While Dean and I have most often subscribed to Waldorf and RIE parenting philosophies over the last few years, many Montessori principles have occasionally intersected. When I was pregnant with Noah, I came across a Montessori article suggesting the use of floor beds in lieu of cribs. While it sounded appealing and in-line with the kind of natural child-rearing methods that we were in interested in practicing, there was something all too alluring and well-ingrained about a crib-clad nursery. So, when my grandmother offered to buy one for Noah, I eagerly agreed.
But, there it stood. Alone. Empty. Noah didn't do much sleeping for two long years. It wasn't until shortly after he self-weaned just before his second birthday that he finally began banking some real quality shut-eye. Thus, the crib was really never used. We co-slept until Fern was born this past May when he eagerly self-weaned, again, into his very own toddler bed. And, co-sleeping for my husband and I (besides the no-sleeping part) was wonderfully enjoyable, so we never considered any other sleeping arrangement when our little Fern came along--she would be our new bed-buddy until she decided otherwise, too.
But, Fern has been a different baby and I cannot emphasize the different part enough. Fern sleeps. She sleeps naturally, peacefully, without any voodoo, tricks, or trying. She has slept that way since the day she was born and just last week she slept, entirely of her own volition, until the wee hours of the morning with no nursing wake-ups at all. For us, this is HUGE. After a few nights of this slumber-fest, Dean and I began to wonder if moving her from our bed and into a space of her own might mean really restful deep sleep for the whole entire family--after a v e r y l o n g three year hiatus. And, then I remembered the article that I had read so long ago (excerpt from The Joyful Child, Montessori from Birth to Three):
"Every child follows a unique timetable of learning to crawl to those things he has been looking at, so that he may finally handle them. This visual, followed by tactile, exploration is very important for many aspects of human development.

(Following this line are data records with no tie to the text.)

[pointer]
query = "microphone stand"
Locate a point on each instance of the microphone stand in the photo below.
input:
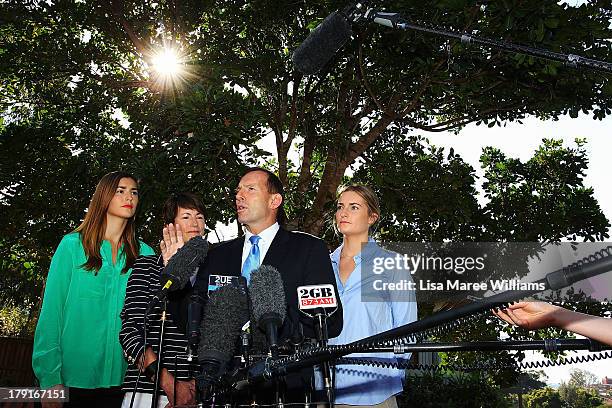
(395, 20)
(548, 345)
(326, 367)
(555, 280)
(154, 402)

If we provide a floor bed or mattress on the floor in a completely safe room—rather than a crib or playpen with bars—the child has a clear view of the surroundings and freedom to explore.
A bed should be one which the baby can get in and out of on his own as soon as he is ready to crawl. The first choice is an adult twin bed mattress on the floor. Besides being an aid to development, this arrangement does a lot to prevent the common problem of crying because of boredom or exhaustion.
It helps to think of this as a whole-room playpen with a baby gate at the doorway and to examine every nook and cranny for interest and safety. If the newborn is going to share a room with parents or siblings we can still provide a large, safe, and interesting environment.
Eventually he will explore the whole room with a gate at the door and then gradually move out into the baby-proofed and baby-interesting remainder of the house.
These are the beginning stages of independence, concentration, movement, self-esteem, decision-making, and balanced, healthful development of body, mind, and spirit."
It couldn't have been better timing, because just this past weekend Fern began to crawl. So, out went the (unused) crib and down went the mattress, onto the floor. Last night was the second night of experimentation and both nights have been the most truly restful in recent memory. But, even more important than continued sleep success, I am moved by how something as simple as this has inspired me to envision the connection of space, sleep and play in a way that fosters independence, confidence and the true freedom to explore, imagine and learn. Because sleep had always been such an "issue" for Noah and us by default, the ability to fathom this kind of autonomous sleep/play environment always seemed beyond all of our abilities to imagine--his, as a sleepless infant and us, as his bewildered and super-exhausted parents. But, after only 9 months of co-sleeping, our little Fern was apparently ready and we recognized the signs.
When Dean and I awoke this morning to the sound of Noah and Fern playing together in their room just across the hall from ours, I nearly cried. Fern had woken, crawled from her bed, chosen a toy, and began to play alongside her brother. Just this afternoon, I peeked into the room to observe her in her new space alone--with eyes still sleepy from a long morning nap, she cooed as she lay gazing at the mobile above and rolling from side-to-side. A few moments later she crawled off of the bed and over to a basket of toys nearby and began playing.
It's bittersweet really, as all transitions in parenthood are. I thought that I would have her tiny soft body snuggled right beside mine much longer...the soft whispers of her deep sleeping breaths and her warm nose nuzzled close as she suckled at my breast. Last night as Dean and I crawled into our cold, empty, childless bed, I asked him if he thought we made the right decision and if he missed her as much as I did. Yes, and yes, he said.
It could all change at any time, I realize. Sleep, with kids, is elusive and something that is in constant flux. Noah still occasions our bed and I am sure Fern will too--and they are both welcome, anytime, always. But, nevertheless, I have spent the last day or so preparing the kid's room for the change--creating a low shelf with just a few simple objects that I will rotate weekly and ensuring that the space is inspiring, as well as, safe for independent unassisted exploration. There are still so many things that I need/want to add to Fernie's sleep nook--a mirror next to the bed, a homemade felt story board on the empty wall above the toys on the floor, framed pictures--but it's a start.